Uploaded image for project: 'Moodle'
  1. Moodle
  2. MDL-55776

course_enrolment: get_users serious performance implications

    XMLWordPrintable

    Details

    • Type: Bug
    • Status: Closed
    • Priority: Minor
    • Resolution: Fixed
    • Affects Version/s: 3.0.5, 3.1, 3.2
    • Fix Version/s: 3.0.7, 3.1.3
    • Component/s: Enrolments
    • Labels:
    • Testing Instructions:
      Hide

      Run corresponding unit tests included in this patch.

      To do the manual testing, create the course containing at least one group and have at least one user that is in the group and at least one user that is not in any groups. Then navigate to course enrolment interface and:

      • Make sure that all enrolled users are listed.
      • Apply "no groups" filter and make sure that only users not in any groups are listed.
      • Apply some group filter and make sure that only users in the corresponding group are listed.
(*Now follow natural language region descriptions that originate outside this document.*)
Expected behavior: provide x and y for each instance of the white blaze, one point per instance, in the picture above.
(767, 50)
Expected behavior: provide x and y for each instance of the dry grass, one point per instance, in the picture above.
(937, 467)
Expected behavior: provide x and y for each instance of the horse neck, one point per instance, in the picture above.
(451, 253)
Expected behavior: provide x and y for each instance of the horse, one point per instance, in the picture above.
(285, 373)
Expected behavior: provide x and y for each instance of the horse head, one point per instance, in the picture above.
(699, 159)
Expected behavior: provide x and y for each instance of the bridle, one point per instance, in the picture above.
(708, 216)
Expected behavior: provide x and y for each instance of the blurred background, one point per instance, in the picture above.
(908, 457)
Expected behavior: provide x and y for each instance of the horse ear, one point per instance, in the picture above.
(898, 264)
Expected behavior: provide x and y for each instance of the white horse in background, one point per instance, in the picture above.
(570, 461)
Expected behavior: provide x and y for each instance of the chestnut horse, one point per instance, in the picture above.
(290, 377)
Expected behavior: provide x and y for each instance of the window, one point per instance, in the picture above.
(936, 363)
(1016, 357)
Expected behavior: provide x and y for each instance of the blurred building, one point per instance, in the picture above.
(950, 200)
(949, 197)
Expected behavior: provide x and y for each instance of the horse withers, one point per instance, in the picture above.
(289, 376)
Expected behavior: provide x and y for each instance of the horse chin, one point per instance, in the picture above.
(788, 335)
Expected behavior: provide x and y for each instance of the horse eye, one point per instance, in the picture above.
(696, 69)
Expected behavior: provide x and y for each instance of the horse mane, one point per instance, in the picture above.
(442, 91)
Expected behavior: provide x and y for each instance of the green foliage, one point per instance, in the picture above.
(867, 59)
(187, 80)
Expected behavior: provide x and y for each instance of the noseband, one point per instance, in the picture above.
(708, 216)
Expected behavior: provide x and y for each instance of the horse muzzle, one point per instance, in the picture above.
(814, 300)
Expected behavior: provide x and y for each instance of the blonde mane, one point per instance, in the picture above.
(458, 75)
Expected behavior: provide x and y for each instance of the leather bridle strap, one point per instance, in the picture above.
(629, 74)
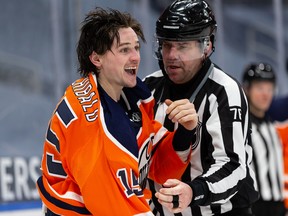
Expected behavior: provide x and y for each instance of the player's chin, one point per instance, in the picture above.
(131, 84)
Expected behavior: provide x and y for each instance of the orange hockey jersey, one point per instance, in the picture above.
(282, 129)
(95, 162)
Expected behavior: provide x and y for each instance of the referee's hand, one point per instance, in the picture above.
(174, 191)
(183, 112)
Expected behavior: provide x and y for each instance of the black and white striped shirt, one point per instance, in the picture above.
(219, 171)
(268, 159)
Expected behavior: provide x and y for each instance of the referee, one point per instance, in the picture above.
(218, 179)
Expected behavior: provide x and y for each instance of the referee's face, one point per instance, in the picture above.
(182, 59)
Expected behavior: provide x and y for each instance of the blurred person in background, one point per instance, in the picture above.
(278, 111)
(218, 180)
(259, 83)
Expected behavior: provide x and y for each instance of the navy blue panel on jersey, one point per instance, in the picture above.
(52, 138)
(55, 167)
(59, 203)
(65, 113)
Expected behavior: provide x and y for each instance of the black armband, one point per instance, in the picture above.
(200, 192)
(183, 138)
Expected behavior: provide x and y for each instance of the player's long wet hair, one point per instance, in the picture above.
(100, 28)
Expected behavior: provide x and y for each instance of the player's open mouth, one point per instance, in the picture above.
(131, 70)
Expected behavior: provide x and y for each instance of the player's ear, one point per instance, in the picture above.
(95, 59)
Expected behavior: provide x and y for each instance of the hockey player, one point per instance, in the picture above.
(100, 139)
(259, 83)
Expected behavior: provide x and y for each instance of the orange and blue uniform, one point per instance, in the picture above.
(95, 159)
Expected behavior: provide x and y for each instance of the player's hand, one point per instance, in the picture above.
(183, 112)
(172, 188)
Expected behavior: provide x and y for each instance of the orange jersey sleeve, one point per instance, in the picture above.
(282, 129)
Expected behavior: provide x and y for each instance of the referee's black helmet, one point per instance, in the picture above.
(259, 72)
(186, 20)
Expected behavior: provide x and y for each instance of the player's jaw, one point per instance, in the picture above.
(130, 74)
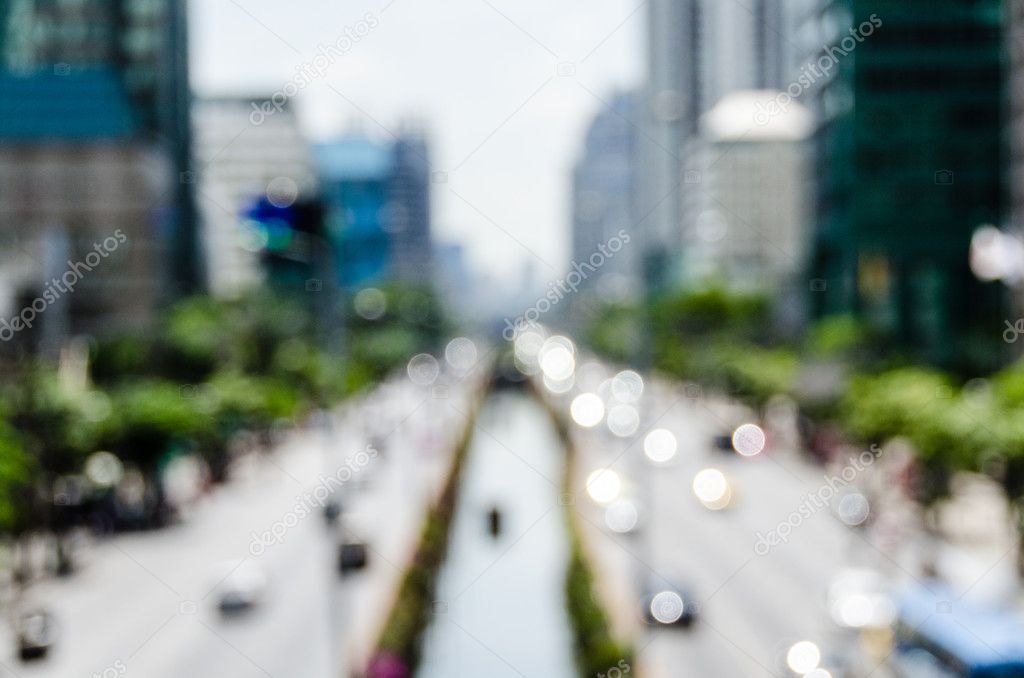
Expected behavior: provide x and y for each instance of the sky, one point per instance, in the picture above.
(505, 89)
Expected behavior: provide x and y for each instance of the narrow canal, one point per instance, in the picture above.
(501, 605)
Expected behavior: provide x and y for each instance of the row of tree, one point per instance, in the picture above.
(211, 375)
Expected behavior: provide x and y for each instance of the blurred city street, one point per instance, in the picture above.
(621, 339)
(151, 600)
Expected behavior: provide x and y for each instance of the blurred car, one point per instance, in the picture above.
(243, 588)
(351, 556)
(332, 511)
(722, 442)
(668, 604)
(36, 632)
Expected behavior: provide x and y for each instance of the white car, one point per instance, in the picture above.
(242, 587)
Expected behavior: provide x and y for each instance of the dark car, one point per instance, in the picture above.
(37, 632)
(722, 442)
(351, 556)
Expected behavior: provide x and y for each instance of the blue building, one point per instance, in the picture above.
(94, 140)
(377, 209)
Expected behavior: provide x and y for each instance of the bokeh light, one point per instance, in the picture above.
(712, 489)
(587, 410)
(627, 386)
(423, 369)
(749, 439)
(622, 516)
(854, 509)
(624, 420)
(659, 446)
(557, 358)
(461, 354)
(803, 657)
(370, 303)
(604, 485)
(667, 606)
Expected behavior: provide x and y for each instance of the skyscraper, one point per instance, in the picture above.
(94, 137)
(669, 114)
(908, 166)
(604, 185)
(377, 196)
(245, 154)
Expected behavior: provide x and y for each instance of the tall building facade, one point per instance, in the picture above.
(752, 218)
(95, 138)
(604, 185)
(669, 115)
(377, 198)
(699, 51)
(909, 165)
(247, 147)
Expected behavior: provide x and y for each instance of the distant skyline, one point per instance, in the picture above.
(505, 89)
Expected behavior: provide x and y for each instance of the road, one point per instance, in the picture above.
(144, 603)
(755, 602)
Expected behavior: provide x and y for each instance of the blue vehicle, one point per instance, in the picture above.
(938, 636)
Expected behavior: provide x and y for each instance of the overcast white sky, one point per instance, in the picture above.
(483, 77)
      The good idea might be to use a test course generator for above manual testing to replicate scenario when there are many enrolled users in each group. Also testing before applying the patch and after to notice any performance changes could be useful as well.

      Show
      Run corresponding unit tests included in this patch. To do the manual testing, create the course containing at least one group and have at least one user that is in the group and at least one user that is not in any groups. Then navigate to course enrolment interface and: Make sure that all enrolled users are listed. Apply "no groups" filter and make sure that only users not in any groups are listed. Apply some group filter and make sure that only users in the corresponding group are listed. The good idea might be to use a test course generator for above manual testing to replicate scenario when there are many enrolled users in each group. Also testing before applying the patch and after to notice any performance changes could be useful as well.
    • Affected Branches:
      MOODLE_30_STABLE, MOODLE_31_STABLE, MOODLE_32_STABLE
    • Fixed Branches:
      MOODLE_30_STABLE, MOODLE_31_STABLE
    • Pull Master Branch:
      MDL-55776-master

      Description

      tl;dr: Here at Lancaster University we have some big courses with over 100 groups, which allowed us to identify slow course enrolments page loading issue and narrow it down to the performance of particular functions, namely get_users and get_total_users, both of which are sharing the same implementation of "expensive" sub-query designed for user groups membership filtering. I believe this is a regression introduced in MDL-51341 and MDL-51923, so versions of 3.0 onward are affected. We have not noticed it earlier because we skip one version in our deployment policy (upgrade from 2.9 to 3.1 this summer).

      Testing method

      I have put together a simplified version of the query used in the function to demonstrate the issue and possible solutions. The query I will be using in the examples is:

      SELECT u.id, u.username, count(gm.groupid) FROM mdl_user u
      JOIN mdl_user_enrolments ue ON (ue.userid = u.id)
      JOIN mdl_enrol e ON (e.id = ue.enrolid)
      LEFT JOIN mdl_groups_members gm ON u.id = gm.userid AND gm.groupid IN (
          SELECT g.id FROM mdl_groups g WHERE g.courseid = e.courseid
          )
      WHERE e.courseid = 7268 GROUP BY u.id, u.username ORDER BY u.id;
      

      Effectively, this query features the same method of user group membership filtering as the original query in the function. I replaced DISTINCT with GROUP BY here only to output the number of groups the user is enrolled into, and compare this column values in different query modifications to make sure user groups filtering remain consistent. You may remove GROUP BY if you wish (along with count in select statement) and add DISTINCT when replicating my tests, but you will see the same result, both in terms of output and relative performance of given query model.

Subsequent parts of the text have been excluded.